Organizations need voice-enabled AI but face complex pipeline integration, vendor lock-in, high latency exceeding five seconds, and deployment requiring weeks.

Solution

The Flask application accepts voice via browser microphone. ffmpeg converts WebM to WAV. SpeechRecognition provides transcription. LangGraph agent checks simple queries (time, weather, calculator) returning cached results without LLM calls. Complex queries route to OpenAI GPT-4o, Claude 3.5 Sonnet, or local Ollama. Images upload for GPT-4o vision analysis. gTTS generates voice responses. Redis caches weather (5 minutes) and time (30 seconds).

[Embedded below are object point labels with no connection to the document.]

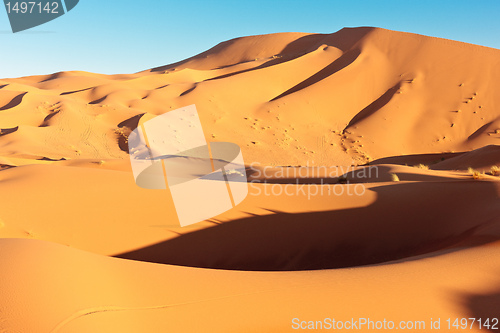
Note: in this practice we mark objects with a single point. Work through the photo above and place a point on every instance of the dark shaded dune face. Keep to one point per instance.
(412, 219)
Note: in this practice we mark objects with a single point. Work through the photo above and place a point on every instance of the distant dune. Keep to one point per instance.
(413, 121)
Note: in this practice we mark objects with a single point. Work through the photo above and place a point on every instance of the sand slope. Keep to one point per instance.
(361, 204)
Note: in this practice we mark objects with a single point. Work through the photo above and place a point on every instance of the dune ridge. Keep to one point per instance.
(371, 159)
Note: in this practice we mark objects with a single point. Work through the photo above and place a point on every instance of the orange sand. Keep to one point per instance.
(84, 249)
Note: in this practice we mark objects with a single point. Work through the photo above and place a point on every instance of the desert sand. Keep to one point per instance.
(372, 157)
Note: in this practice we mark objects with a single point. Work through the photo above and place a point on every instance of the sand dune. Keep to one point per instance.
(374, 189)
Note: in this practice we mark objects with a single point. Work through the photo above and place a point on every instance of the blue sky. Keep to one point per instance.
(125, 36)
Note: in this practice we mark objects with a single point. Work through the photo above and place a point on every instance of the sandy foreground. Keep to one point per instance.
(374, 193)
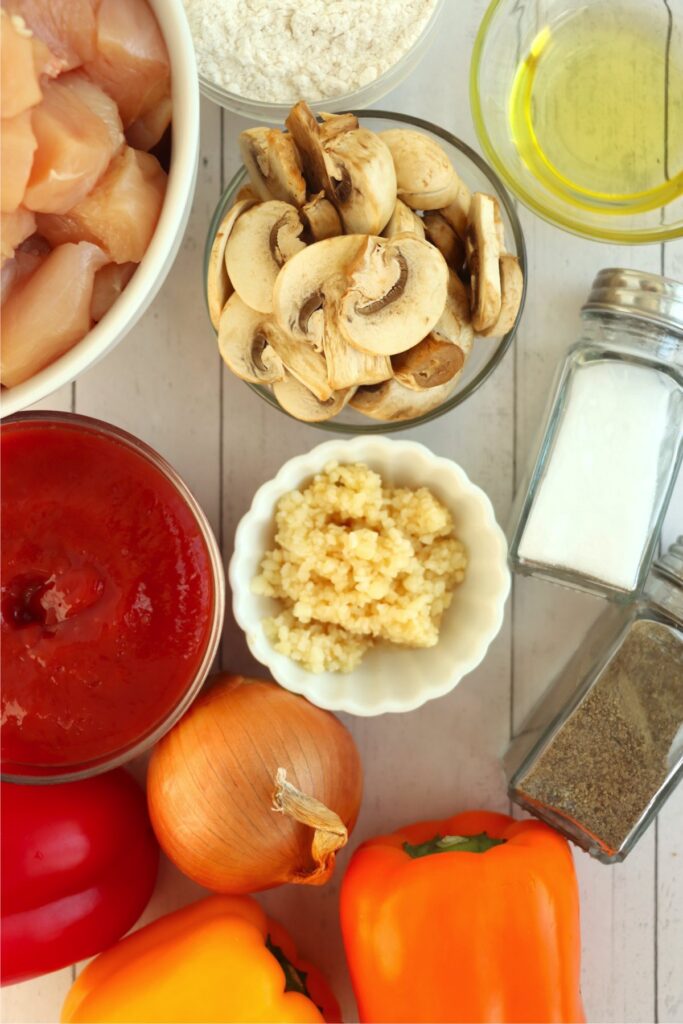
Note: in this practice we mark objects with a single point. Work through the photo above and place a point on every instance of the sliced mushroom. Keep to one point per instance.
(219, 287)
(402, 221)
(512, 287)
(425, 177)
(259, 245)
(458, 211)
(347, 367)
(393, 401)
(353, 168)
(441, 235)
(244, 345)
(483, 254)
(300, 289)
(273, 165)
(321, 218)
(302, 361)
(396, 293)
(298, 401)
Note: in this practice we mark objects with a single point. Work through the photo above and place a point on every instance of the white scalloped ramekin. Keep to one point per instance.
(390, 678)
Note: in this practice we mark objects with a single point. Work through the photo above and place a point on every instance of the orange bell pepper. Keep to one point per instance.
(220, 960)
(473, 919)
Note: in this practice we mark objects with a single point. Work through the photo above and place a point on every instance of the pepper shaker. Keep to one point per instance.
(604, 749)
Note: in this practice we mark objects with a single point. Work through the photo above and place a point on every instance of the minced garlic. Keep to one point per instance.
(354, 563)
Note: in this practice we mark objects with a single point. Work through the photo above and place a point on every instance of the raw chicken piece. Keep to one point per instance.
(147, 130)
(74, 148)
(131, 62)
(48, 312)
(67, 27)
(14, 227)
(110, 283)
(98, 101)
(17, 143)
(19, 88)
(120, 214)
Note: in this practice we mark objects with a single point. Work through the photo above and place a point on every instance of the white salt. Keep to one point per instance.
(594, 507)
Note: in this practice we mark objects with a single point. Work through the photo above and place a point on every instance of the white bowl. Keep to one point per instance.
(167, 238)
(389, 679)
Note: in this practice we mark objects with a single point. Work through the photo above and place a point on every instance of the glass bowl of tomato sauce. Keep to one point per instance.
(112, 597)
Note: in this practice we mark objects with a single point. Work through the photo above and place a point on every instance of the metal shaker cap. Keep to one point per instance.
(635, 293)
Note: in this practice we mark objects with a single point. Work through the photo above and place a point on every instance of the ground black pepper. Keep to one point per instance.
(611, 756)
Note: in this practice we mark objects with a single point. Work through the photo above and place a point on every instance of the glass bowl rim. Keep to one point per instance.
(70, 773)
(274, 113)
(565, 222)
(381, 427)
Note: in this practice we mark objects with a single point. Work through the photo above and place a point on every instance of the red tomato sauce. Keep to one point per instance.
(108, 594)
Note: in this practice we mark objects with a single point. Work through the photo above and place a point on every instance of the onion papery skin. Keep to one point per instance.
(212, 779)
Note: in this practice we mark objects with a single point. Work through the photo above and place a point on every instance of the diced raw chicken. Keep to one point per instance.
(99, 103)
(48, 312)
(150, 127)
(121, 212)
(14, 227)
(110, 283)
(17, 143)
(131, 62)
(19, 88)
(67, 27)
(74, 150)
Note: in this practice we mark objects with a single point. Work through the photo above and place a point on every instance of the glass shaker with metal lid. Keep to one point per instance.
(604, 748)
(599, 486)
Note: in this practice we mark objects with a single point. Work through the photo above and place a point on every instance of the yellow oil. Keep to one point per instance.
(596, 110)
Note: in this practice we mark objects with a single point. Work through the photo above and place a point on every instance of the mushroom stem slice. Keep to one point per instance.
(244, 345)
(395, 294)
(429, 365)
(299, 402)
(483, 254)
(273, 165)
(403, 221)
(425, 176)
(512, 287)
(393, 401)
(219, 287)
(261, 242)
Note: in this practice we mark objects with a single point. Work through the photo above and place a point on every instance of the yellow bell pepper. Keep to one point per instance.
(220, 960)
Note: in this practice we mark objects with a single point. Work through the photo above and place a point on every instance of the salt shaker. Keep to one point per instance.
(604, 748)
(598, 489)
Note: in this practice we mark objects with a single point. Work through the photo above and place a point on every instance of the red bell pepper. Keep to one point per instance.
(79, 865)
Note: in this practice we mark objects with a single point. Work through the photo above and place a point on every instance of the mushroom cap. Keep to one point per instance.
(393, 401)
(273, 165)
(512, 288)
(395, 294)
(425, 176)
(259, 245)
(300, 288)
(219, 287)
(483, 254)
(403, 221)
(244, 345)
(298, 400)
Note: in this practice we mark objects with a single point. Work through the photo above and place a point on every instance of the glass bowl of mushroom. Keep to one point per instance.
(364, 272)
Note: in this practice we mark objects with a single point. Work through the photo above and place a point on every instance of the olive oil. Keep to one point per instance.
(596, 110)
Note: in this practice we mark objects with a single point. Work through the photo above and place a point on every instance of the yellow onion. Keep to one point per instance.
(253, 787)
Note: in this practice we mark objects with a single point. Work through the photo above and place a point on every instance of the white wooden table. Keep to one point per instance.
(166, 384)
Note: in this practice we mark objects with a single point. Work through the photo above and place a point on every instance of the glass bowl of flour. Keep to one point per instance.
(486, 353)
(257, 57)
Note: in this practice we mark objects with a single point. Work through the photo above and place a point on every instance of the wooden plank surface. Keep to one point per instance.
(165, 383)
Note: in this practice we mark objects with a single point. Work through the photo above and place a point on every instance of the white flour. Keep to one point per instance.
(284, 50)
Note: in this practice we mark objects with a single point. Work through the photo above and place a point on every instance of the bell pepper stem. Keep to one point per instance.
(330, 833)
(453, 844)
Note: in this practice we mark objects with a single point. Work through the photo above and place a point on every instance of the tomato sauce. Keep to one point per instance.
(108, 594)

Deployment requires docker-compose up in under 15 minutes.

Technologies

  • Flask 2.3
  • LangGraph 0.0.20
  • OpenAI API (GPT-4o, GPT-4o-mini)
  • Anthropic Claude 3.5 Sonnet
  • Ollama
  • SpeechRecognition 3.10
  • ffmpeg
  • gTTS
  • OpenCV 4.8
  • Redis 7.0
  • Tailwind CSS
  • Docker

Results

Achieves 1.2–2.5 second voice latency. 60% of requests bypass LLM via fast-path routing. Token costs reduced by 40%. Cached responses under 50ms. 99.9% reliability over 5,000+ conversations.